# Bosch GOF 1600 CE Won't Start



## sammarkowitz (Oct 5, 2016)

Hi,

My router won't start anymore. I tried cleaning it out as much as I dared to take apart. It doesn't start in the plunge or fixed base. The LEDs are working and when I try starting the router I hear two clicks about a second or two apart. Once in a while it will start up for a second, but that's it.

Any ideas?


----------



## MikeMa (Jul 27, 2006)

Isn't that a the European version of the MRC23? From your profile, you are in the U.S. Are you running this on a 220V Plug?


----------



## Cherryville Chuck (Sep 28, 2010)

Welcome Sam. Some of the older Bosches had a problem with sawdust getting in the switch. If yours doesn't have a plastic cover over the switch then that might be a possibility. A broken wire in the cord might but if you move the cord around with the router on it should make contact occasionally. It might be the brushes. Check your parts schematic for how to get to them. It might also be the electronics. For that you probably need to take it to a repair shop and let them test it.


----------



## sammarkowitz (Oct 5, 2016)

MikeMa said:


> Isn't that a the European version of the MRC23? From your profile, you are in the U.S. Are you running this on a 220V Plug?


Yep, that's the one, but I'm not in the US. I'm indeed running off of 220.


----------



## sammarkowitz (Oct 5, 2016)

It seems like the brushes are indeed the problem. I've finally located and (sort of) removed them and they're all chipped at the ends. Hopefully I can figure out the right way to replace them. Doesn't seem to be too much info online.
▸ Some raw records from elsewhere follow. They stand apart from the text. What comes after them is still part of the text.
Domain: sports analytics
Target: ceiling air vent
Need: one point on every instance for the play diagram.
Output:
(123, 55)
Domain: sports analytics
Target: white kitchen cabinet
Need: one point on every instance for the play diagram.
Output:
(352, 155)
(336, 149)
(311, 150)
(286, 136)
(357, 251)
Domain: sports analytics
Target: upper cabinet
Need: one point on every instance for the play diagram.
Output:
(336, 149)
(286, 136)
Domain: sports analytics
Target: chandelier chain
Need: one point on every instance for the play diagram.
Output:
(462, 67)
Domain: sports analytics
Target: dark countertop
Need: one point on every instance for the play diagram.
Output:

Looks like it shouldn't be too bad once I figure out how to get them off the contacts without breaking the whole thing. This is my first time around doing this. Thanks for the help.


----------



## Cherryville Chuck (Sep 28, 2010)

Some tools make it easy. They have plugs over them that you can unscrew. Others are more difficult requiring that you pull the armature part way out so that they can be removed inwardly.


----------



## Stick486 (Jan 4, 2013)

see if this helps...


----------



## Nobodi (Oct 22, 2015)

Be more inclined to think brushes as to have the switch in both the fixed & plunge base break at the same time would be a pretty big coincidence. At times I have had to remove & replace the router in the base to get it to start.


----------



## sammarkowitz (Oct 5, 2016)

Cherryville Chuck said:


> Some tools make it easy. They have plugs over them that you can unscrew. Others are more difficult requiring that you pull the armature part way out so that they can be removed inwardly.
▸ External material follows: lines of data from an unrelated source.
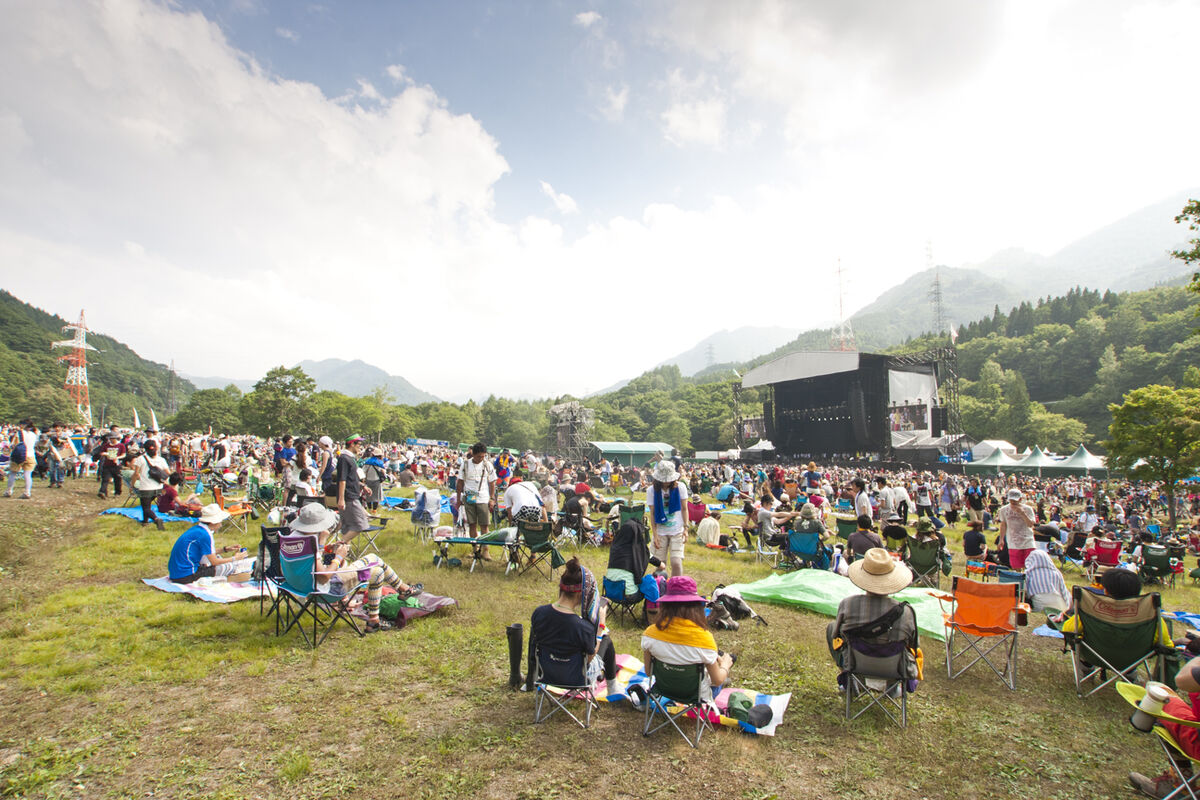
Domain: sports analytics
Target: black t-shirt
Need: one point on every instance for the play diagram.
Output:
(348, 470)
(563, 639)
(973, 542)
Well, they didn't make it easy in this one. I can get the brushes out easily enough, although the coiled spring holding them in is a little awkward to get out of the way. It's the contacts that I find perplexing. I'm not quite sure whether I should be giving the contacts a good pull to remove them (a gentle pull doesn't make them budge) or if I have to take more of the darn thing apart. Maybe when I get the new brushes it will be more evident.


----------



## Cherryville Chuck (Sep 28, 2010)

Sam the brushes and holders, and sometimes the springs, are usually all one unit.


----------



## sammarkowitz (Oct 5, 2016)

Cherryville Chuck said:


> Sam the brushes and holders, and sometimes the springs, are usually all one unit.


I'm pretty sure I can just replace the brushes. 
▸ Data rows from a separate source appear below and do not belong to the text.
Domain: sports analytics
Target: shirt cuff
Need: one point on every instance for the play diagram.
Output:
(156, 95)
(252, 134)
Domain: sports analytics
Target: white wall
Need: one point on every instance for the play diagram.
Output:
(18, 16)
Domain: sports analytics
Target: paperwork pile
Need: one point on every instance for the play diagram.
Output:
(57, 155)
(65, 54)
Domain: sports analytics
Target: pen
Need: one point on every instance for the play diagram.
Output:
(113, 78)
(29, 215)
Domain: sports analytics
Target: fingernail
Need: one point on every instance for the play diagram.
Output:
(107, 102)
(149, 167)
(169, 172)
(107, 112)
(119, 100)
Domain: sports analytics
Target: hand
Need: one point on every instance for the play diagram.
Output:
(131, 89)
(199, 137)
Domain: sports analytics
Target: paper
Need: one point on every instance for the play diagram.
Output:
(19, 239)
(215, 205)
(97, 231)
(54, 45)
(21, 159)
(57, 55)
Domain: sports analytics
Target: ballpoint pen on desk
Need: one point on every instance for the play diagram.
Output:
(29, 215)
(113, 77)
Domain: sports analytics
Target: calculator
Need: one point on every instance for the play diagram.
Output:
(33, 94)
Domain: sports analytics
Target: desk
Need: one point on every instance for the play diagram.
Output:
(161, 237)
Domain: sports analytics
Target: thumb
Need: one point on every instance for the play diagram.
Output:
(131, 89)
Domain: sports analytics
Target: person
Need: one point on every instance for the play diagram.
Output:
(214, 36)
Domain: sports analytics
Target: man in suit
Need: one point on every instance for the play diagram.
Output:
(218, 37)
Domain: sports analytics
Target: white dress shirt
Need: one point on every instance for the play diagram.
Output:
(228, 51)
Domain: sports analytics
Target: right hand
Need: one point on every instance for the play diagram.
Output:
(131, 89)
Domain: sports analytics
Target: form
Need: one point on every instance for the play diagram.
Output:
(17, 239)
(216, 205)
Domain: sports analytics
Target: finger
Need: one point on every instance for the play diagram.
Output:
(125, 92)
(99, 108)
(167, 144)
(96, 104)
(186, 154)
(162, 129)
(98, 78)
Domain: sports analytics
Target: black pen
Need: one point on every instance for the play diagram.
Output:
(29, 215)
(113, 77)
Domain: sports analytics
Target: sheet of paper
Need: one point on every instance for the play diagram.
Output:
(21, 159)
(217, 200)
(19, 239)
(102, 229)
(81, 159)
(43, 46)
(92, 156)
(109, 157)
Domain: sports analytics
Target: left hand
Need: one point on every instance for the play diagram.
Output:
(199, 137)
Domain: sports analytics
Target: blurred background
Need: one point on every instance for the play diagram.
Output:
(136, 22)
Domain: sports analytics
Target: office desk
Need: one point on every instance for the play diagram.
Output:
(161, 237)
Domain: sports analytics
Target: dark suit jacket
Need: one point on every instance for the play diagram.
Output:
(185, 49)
I don't think I can post links here yet, but here are the part numbers as listed on ereplacementparts.

Holder: 2610913034 (I did not order this.) 
Brushes: 2610007957 (Should have receive them any day now.)


----------



## sammarkowitz (Oct 5, 2016)

Cherryville Chuck said:


> Sam the brushes and holders, and sometimes the springs, are usually all one unit.


I don't think that's the case here. I can't post pics or links yet, but if you want to know what pieces I'm talking about you can take a look at the following items on ereplacementparts:

Brush holder: 2610913034
Brush spring: 3604652500
Brushes: 2610007957 (This is what I ordered.)


----------



## Cherryville Chuck (Sep 28, 2010)

Yes it looks like part 16 in the schematic is the holder, part 21 is the tension spring, and part 810 is the brush. That is probably one of the harder configurations to do. Getting the armature back past the brushes can be frustrating unless the holders can go in after. I had to pul my Hitachi M12V2 apart yesterday. I inadvertently pulled the base off the router and the little brass plug that locks the columns fell down inside the housing. I couldn't find it so I had to dismantle it to make sure it wasn't hung up inside somewhere. I still haven't found it. It has plugs on either side of the housing and the brush and spring pull out with them removed. There is no wire on these brushes, they must make enough contact with the holder without them. Excellent design that makes it easy to service.


----------



## sammarkowitz (Oct 5, 2016)

Well, I've replaced the brushes and got the thing to go on for a few seconds, all be it skipping a bit.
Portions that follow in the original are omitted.